Nikos Pekiaridis | Nurfoto | fake images
modern It posted a surprise quarterly profit on Thursday, driven in part by deferred revenue, even as the company saw a drop in sales of its Covid vaccine, its only marketable product.
The results cap a difficult year for the biotech company and other Covid vaccine makers, which saw revenue fall as the world continued to emerge from the pandemic and relied less on protective shots and treatments.
Here's what Moderna reported for the fourth quarter compared to what Wall Street expected, according to a survey of analysts by LSEG, formerly known as Refinitiv:
- Earnings per share: 55 cents. That may not be comparable to a 97-cent loss expected by analysts.
- Revenue: $2.81 billion vs. $2.5 billion
Moderna posted net income of $217 million, or 55 cents per share, in the fourth quarter. That compares with net income of $1.47 billion, or $3.61 per share, reported during the same period a year earlier.
The biotech company posted fourth-quarter sales of $2.81 billion, and sales of its Covid vaccine fell 43% from the same period a year earlier.

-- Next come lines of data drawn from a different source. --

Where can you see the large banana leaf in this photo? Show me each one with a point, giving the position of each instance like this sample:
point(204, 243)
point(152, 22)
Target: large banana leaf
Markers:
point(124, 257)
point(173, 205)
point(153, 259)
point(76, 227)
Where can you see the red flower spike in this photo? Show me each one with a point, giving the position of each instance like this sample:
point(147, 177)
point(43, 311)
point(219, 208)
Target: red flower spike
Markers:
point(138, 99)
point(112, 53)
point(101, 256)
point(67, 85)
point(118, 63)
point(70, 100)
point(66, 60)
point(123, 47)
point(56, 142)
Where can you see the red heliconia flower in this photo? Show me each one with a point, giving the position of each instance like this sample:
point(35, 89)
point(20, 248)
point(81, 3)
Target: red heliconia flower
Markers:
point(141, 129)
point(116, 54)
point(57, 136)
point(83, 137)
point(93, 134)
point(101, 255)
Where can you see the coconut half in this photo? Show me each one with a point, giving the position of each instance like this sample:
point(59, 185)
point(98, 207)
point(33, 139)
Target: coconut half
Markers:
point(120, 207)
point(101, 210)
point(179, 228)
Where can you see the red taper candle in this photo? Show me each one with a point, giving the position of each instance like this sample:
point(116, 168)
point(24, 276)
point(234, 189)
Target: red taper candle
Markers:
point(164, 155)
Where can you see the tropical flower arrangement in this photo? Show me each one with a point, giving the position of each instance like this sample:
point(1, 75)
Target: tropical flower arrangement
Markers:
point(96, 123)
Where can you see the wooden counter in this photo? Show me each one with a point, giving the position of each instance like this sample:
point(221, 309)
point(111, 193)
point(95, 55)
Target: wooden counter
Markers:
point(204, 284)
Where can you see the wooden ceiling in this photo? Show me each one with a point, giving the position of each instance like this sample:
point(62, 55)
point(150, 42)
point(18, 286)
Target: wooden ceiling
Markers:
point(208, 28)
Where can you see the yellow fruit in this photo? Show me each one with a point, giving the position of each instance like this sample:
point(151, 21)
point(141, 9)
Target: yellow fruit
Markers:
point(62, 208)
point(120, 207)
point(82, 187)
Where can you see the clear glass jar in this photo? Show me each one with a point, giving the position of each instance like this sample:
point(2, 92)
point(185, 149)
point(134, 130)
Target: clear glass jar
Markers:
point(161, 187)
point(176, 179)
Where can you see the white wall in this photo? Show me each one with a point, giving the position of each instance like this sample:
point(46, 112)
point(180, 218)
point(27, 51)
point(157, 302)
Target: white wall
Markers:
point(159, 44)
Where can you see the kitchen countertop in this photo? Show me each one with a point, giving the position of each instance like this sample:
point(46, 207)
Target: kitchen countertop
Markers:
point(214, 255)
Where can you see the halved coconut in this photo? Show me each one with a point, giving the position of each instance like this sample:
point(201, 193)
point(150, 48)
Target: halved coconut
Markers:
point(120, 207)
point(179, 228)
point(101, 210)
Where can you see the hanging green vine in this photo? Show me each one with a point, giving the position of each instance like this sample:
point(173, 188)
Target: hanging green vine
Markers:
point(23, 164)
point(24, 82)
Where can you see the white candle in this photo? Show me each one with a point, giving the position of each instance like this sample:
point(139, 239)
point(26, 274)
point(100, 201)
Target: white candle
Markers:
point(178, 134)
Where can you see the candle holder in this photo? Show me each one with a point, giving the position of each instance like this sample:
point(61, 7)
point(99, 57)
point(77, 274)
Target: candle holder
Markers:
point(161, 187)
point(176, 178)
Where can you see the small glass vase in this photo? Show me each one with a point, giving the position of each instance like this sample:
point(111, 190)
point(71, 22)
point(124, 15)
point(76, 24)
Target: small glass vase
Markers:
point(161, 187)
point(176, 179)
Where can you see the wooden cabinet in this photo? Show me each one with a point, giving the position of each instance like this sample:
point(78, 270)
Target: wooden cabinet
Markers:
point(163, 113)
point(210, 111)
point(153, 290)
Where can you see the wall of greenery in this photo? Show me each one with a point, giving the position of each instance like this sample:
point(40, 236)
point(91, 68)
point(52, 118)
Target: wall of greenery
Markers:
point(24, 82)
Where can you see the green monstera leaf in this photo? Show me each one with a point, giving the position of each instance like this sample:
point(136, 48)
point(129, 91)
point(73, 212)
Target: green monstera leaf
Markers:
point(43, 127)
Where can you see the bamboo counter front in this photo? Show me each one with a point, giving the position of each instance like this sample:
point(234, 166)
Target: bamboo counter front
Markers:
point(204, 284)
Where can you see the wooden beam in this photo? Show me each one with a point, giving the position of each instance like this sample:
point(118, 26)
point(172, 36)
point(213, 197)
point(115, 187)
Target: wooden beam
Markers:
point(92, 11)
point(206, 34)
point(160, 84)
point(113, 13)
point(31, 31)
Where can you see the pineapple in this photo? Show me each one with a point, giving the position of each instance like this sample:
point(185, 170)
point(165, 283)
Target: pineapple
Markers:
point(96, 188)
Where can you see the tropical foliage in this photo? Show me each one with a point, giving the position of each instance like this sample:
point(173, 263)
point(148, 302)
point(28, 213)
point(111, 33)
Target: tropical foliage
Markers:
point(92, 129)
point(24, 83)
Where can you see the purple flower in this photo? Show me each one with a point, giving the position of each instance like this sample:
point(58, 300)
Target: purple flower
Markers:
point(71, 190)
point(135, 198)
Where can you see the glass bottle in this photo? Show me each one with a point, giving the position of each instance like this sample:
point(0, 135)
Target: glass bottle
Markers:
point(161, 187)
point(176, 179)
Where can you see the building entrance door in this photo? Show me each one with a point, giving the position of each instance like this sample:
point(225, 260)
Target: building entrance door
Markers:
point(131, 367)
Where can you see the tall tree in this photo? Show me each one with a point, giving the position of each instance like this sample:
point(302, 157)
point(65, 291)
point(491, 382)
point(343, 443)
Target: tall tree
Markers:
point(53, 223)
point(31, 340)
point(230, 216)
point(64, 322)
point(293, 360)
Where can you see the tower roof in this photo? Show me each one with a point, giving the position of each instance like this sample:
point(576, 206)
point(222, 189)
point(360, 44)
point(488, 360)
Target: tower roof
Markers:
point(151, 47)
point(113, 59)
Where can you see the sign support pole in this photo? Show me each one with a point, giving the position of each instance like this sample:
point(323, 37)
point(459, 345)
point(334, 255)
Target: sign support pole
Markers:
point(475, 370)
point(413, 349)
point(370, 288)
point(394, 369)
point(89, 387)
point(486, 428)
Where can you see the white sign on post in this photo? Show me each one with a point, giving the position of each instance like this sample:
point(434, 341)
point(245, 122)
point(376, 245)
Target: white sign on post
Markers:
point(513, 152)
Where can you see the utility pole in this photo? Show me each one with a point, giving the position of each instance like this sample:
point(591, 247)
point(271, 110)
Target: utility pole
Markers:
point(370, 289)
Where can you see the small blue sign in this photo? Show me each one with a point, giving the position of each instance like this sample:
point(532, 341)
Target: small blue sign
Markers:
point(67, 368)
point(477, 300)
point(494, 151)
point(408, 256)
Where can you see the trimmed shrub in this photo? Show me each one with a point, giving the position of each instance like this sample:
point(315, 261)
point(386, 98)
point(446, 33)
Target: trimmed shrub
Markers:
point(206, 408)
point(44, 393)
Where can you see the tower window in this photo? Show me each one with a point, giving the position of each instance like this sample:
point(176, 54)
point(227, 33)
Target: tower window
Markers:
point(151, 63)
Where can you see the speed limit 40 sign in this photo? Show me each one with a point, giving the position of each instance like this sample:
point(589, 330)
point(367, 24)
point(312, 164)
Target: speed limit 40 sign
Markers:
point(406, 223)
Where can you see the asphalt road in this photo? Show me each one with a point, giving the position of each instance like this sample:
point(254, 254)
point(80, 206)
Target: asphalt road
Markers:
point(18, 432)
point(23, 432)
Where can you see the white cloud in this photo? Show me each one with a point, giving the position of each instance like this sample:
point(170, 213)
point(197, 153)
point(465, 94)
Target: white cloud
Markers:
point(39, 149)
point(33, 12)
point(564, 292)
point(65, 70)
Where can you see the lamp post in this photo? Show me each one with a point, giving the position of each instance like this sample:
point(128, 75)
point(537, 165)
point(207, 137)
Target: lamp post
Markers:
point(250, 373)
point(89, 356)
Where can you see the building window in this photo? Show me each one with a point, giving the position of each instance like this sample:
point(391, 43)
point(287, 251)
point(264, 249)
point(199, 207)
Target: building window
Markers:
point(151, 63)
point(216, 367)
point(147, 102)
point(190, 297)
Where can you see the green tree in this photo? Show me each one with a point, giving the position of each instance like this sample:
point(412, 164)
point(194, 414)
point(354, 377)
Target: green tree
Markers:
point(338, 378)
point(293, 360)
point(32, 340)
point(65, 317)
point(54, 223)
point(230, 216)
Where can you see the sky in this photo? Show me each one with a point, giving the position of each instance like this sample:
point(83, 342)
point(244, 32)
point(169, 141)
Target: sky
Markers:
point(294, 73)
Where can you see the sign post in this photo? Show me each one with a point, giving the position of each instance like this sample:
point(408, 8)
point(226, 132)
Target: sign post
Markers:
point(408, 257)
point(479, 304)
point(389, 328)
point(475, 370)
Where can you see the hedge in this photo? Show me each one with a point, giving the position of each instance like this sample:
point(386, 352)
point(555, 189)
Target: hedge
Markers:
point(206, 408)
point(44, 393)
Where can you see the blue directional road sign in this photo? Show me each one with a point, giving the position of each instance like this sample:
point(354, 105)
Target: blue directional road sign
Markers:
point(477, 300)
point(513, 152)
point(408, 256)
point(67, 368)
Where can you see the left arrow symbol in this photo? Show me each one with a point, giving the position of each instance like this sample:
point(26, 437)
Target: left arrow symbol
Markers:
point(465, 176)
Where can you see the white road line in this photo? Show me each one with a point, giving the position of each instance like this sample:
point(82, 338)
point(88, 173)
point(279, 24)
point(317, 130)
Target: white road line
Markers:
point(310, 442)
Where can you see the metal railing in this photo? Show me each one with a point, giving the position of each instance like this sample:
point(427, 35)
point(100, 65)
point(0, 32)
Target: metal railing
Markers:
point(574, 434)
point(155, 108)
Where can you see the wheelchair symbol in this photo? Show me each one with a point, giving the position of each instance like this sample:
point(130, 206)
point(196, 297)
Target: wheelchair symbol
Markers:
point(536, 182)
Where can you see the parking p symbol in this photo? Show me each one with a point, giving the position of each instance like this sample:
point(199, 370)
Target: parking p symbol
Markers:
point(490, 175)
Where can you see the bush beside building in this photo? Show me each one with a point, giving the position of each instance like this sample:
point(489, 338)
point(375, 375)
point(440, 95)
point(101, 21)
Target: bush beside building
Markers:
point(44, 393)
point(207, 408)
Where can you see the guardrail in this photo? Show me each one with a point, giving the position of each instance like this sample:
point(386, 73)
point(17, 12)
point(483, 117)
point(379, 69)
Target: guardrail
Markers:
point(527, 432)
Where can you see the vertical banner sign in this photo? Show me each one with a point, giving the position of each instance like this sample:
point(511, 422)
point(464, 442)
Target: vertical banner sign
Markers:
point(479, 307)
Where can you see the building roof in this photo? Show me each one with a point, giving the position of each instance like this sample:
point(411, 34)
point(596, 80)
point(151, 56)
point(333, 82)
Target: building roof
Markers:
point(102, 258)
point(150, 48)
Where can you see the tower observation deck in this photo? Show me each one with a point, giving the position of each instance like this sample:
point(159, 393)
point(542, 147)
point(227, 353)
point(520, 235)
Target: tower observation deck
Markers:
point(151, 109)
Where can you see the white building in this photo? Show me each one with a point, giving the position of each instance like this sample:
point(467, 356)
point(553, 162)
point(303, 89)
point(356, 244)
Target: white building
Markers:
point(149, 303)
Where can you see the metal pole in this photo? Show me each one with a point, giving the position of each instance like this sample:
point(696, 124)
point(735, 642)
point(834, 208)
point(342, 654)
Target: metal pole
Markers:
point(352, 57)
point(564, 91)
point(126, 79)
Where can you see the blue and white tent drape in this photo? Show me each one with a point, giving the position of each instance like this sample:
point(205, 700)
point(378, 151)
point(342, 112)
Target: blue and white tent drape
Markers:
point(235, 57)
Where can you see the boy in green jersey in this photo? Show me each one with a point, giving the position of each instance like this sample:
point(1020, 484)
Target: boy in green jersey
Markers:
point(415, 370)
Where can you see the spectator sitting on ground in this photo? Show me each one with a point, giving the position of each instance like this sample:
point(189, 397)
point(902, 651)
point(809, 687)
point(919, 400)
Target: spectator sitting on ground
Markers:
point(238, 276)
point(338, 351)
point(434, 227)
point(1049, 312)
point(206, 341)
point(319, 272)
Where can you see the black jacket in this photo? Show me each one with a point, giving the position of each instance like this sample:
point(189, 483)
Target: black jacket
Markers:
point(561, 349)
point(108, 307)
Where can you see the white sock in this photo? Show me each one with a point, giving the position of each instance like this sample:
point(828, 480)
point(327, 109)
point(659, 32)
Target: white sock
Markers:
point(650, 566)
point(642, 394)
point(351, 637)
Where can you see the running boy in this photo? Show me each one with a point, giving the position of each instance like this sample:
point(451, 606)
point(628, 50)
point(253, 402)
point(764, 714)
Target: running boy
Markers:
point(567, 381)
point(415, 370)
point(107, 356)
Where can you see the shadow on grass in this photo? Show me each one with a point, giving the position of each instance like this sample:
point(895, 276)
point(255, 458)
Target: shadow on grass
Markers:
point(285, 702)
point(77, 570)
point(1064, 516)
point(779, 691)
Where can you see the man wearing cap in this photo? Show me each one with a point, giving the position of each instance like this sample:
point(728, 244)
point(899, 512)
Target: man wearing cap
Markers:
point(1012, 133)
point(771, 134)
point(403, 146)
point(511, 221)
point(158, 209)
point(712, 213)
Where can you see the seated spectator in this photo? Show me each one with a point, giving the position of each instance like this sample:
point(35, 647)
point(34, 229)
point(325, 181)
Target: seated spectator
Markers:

That decline was primarily due to lower vaccine volumes, but was partially offset by a higher average sales price of the vaccine, according to Moderna.
Notably, the company said it recorded $600 million in deferred revenue during the quarter related to the company's work with Gavi, a global non-governmental vaccine organization that coordinated a global vaccine distribution program.
But Moderna CFO Jamey Mock told CNBC in an interview that deferred revenue is “kind of a non-starter” and isn't “really the best way to beat earnings.”
He noted that Moderna is most excited about its lower-than-expected cost of sales, which he called one of the main reasons the company's earnings beat some analysts' expectations.
Cost of sales amounted to $929 million for the fourth quarter and $4.69 billion for the full year. That includes charges related to the company's efforts to reduce manufacturing of its Covid vaccine and writedowns of unused doses of the vaccine.
In November, Moderna said it expected sales costs to reach $5 billion for the year.
“We started to see some productivity fruits in the fourth quarter, and that's what we're happy about,” Mock said, adding that Gavi's deferred revenue is “just pure accounting.”
Still, deferred revenue boosted Moderna's full-year Covid vaccine sales to $6.7 billion, an amount the company first disclosed in January. It posted $18 billion in revenue in 2022 and expects sales of the shot to fall further in 2024.
Moderna reiterated its full-year 2024 sales forecast of approximately $4 billion. That forecast includes revenue from its respiratory syncytial virus, or RSV, vaccine, which could win approval from the U.S. Food and Drug Administration in April.
The company will continue to reduce expenses in 2024, Mock said, including a projected $4.5 billion in research and development expenses for the full year, down from $4.8 billion in 2023.
“We are also going to increase our discipline,” he said.
Moderna has said it expects to return to sales growth in 2025 and break even in 2026, with the launch of new products. The company lost $4.7 billion for the entire year 2023, compared to a profit of $8.4.
billion the previous year.
Currently, Moderna has 45 products in development, nine of which are in the final stage of testing. They include Moderna's combination vaccine targeting Covid and flu, which could gain approval as early as 2025.
The project also includes Moderna's personalized cancer vaccine, a highly anticipated injection that is being developed with merck to attack different types of tumors in combination with the successful Keytruda immunotherapy.
Moderna will host an earnings conference call with investors at 8:00 a.m. ET.